Australian College of the Arts Pty Ltd (Collarts)  is an Australian independent tertiary education provider, with four campuses in Melbourne, Victoria.

Originally operating as AusMusic, Collarts was founded in 1993 and offers undergraduate degrees to on-campus and online students. Collarts also works closely with a number of secondary schools to provide VET music programs, offering music programmes to school students. Upon successful completion of a VET program, students are awarded a nationally-accredited vocational training certificate.

Collarts has four campuses across Melbourne, on Wellington Street and Cromwell Street in Collingwood, and George Street and Brunswick Street in Fitzroy.

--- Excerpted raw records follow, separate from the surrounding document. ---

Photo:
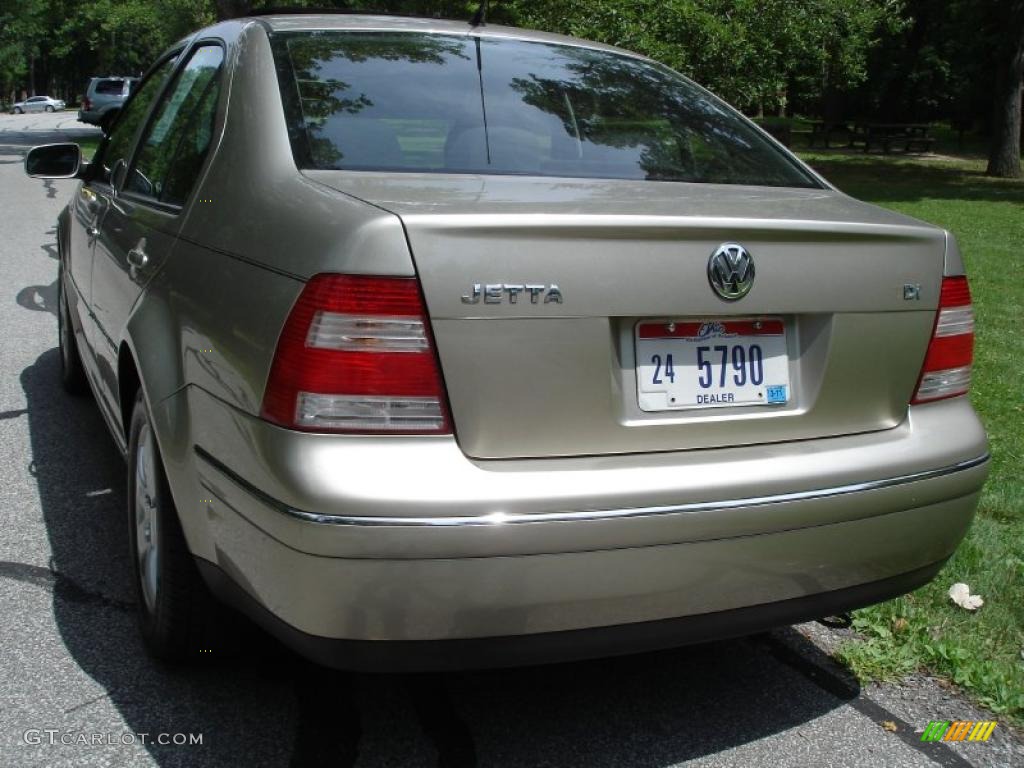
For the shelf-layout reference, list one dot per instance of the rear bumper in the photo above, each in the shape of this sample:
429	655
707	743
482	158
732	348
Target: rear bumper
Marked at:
514	650
412	546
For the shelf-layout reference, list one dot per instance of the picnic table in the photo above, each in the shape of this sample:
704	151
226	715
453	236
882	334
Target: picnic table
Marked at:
910	137
822	131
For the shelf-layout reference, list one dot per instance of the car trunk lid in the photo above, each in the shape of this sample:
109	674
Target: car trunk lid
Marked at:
542	293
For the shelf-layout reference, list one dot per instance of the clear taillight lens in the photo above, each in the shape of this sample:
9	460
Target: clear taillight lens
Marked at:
946	372
355	355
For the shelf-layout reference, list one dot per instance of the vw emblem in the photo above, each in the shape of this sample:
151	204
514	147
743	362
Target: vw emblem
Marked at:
730	270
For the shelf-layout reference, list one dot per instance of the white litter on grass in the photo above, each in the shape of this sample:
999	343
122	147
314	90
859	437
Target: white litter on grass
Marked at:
961	594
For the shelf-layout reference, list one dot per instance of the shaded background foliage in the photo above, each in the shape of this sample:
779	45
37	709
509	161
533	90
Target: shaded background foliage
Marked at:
894	60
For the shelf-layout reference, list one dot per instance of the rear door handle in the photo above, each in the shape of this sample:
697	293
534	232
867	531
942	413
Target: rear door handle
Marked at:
137	257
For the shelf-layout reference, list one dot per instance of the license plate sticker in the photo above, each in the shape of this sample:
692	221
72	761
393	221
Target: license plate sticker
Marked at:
712	364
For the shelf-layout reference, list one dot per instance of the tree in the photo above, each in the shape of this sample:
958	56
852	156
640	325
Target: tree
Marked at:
1005	153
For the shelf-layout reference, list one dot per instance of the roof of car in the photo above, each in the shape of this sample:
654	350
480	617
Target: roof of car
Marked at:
370	23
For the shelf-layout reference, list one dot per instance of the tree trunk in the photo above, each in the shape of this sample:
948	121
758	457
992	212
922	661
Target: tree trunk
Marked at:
1005	154
232	8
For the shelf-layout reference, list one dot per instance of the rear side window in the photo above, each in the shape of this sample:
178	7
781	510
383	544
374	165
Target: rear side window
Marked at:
177	140
111	87
415	101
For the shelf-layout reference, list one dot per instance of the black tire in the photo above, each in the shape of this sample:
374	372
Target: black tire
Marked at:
72	372
177	615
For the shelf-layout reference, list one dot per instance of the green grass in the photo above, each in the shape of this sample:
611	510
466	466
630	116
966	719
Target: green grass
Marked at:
88	146
982	652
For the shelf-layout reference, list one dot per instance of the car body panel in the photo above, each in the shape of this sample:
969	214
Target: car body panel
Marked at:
556	505
39	103
624	251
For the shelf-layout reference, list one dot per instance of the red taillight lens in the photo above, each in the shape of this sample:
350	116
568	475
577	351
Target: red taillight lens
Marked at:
946	372
356	355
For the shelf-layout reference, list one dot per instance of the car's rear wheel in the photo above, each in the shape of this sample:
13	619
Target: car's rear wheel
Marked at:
178	617
72	372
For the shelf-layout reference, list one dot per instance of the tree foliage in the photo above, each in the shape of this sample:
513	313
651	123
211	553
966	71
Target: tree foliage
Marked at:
893	59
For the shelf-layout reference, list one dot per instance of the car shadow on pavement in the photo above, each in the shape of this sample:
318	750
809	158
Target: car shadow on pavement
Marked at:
270	709
42	298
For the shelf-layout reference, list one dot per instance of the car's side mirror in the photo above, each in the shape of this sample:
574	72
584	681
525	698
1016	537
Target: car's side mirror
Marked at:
53	161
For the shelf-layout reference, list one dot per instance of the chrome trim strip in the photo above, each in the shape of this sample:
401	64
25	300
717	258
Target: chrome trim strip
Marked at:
501	518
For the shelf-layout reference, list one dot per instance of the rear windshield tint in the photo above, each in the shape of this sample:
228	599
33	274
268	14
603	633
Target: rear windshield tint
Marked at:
438	103
110	86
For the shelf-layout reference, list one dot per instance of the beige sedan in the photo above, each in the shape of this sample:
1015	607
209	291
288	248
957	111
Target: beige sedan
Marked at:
431	344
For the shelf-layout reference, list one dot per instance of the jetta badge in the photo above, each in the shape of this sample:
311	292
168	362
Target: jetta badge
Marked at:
730	271
496	293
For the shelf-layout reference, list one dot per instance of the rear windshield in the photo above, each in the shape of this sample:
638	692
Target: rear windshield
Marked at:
438	103
110	86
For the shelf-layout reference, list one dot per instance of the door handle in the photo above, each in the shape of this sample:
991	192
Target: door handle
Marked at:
137	257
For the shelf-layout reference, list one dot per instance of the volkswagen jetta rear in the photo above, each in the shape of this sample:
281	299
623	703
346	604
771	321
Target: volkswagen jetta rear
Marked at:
562	357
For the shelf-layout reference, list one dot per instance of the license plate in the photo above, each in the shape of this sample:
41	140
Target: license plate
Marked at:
712	364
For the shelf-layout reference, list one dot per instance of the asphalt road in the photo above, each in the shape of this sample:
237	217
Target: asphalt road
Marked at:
71	662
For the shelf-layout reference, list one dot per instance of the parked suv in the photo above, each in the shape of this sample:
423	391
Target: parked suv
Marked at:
103	98
434	345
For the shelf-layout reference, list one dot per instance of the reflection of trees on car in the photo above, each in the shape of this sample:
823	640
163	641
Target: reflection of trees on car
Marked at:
681	132
313	58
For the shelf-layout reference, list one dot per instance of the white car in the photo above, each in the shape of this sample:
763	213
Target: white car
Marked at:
38	103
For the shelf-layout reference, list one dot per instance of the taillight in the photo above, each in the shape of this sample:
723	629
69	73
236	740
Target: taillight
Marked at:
356	355
946	372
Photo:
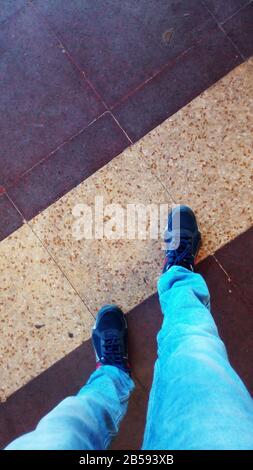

As of May 2021, there were 1200 students enrolled at Collarts, studying both online and on-campus.

Acquisition 
In 2017, Collarts acquired the Mercer School of Interior Design, in order to expand further into the creative arts education industry. The merger coincided with the introduction of two courses: Music Production and Content Creation.

Accreditation 

 Registered Higher Education Provider
 Registered Training Organisation
 Accredited by the Tertiary Education Quality and Standards Agency (TEQSA)
 Accredited by the Australian Skills Quality Authority (ASQA)
 Registered on the Commonwealth Register of Institutions and Courses for Overseas Students (CRICOS)
 Member of the Australian Council of Private Education and Training (ACPET)
 Nationally recognised under the Australian Qualifications Framework

Courses 
Collarts offers undergraduate courses in:

 Animation & VFX
 Audio Engineering
 Digital & Social Media
 Dramatic Arts (Comedy)
 Entertainment Management
 Entertainment Journalism
 Fashion Marketing
Fashion & Sustainability
 Interior Design
 Music Performance
 Music Production
Photography
Screen media -  digital, broadcast and electronic media

Bachelor degrees are offered in Trimesters, and are completed within 2 years at a full time study load.

Starting in the 3rd Trimester, 2019, Collarts will begin offering their Diploma and Bachelor degrees in Dramatic Arts (Comedy). The course is recognised under the Australian Qualifications Framework, accredited until 28 March 2026.

Notable staff 

 Simon Ashford – Worked in animation on projects such as Balto, The Tales of Beatrix Potter, and The Silver Brumby
 Dallas Frasca – Front-woman of Dallas Frasca
 Ella Hooper – 4-time ARIA Music Awards winner and co-founder of Killing Heidi and The Verses
 Jesse Hooper – 4-time ARIA Music Awards winner and co-founder of Killing Heidi and The Verses
 Broden Kelly – Member of comedy group Aunty Donna
 Steve “Stevic” Mackay – Lead guitarist of Twelve Foot Ninja
 Ben O’Hara – Owner and operator of music business resource centre thebiz.com.au
 Tommy Rando – Australian performer, producer, singer-songwriter and composer
 Jon Toogood – Frontman of the New Zealand rock band Shihad
 Jason Torrens – Member of bands Bugdust and The Reefers, and owner/manager of Debasement Recording Studios.
 Chrissie Vincent – Worked with Grammy Award-winning artists and supported acts such as The Rolling Stones, David Bowie, Tim Rogers and Pete Murray
 Tim Watson – Member of ARIA Award winning group Taxiride.
 Tim Wild – Member of ARIA Award winning group Taxiride.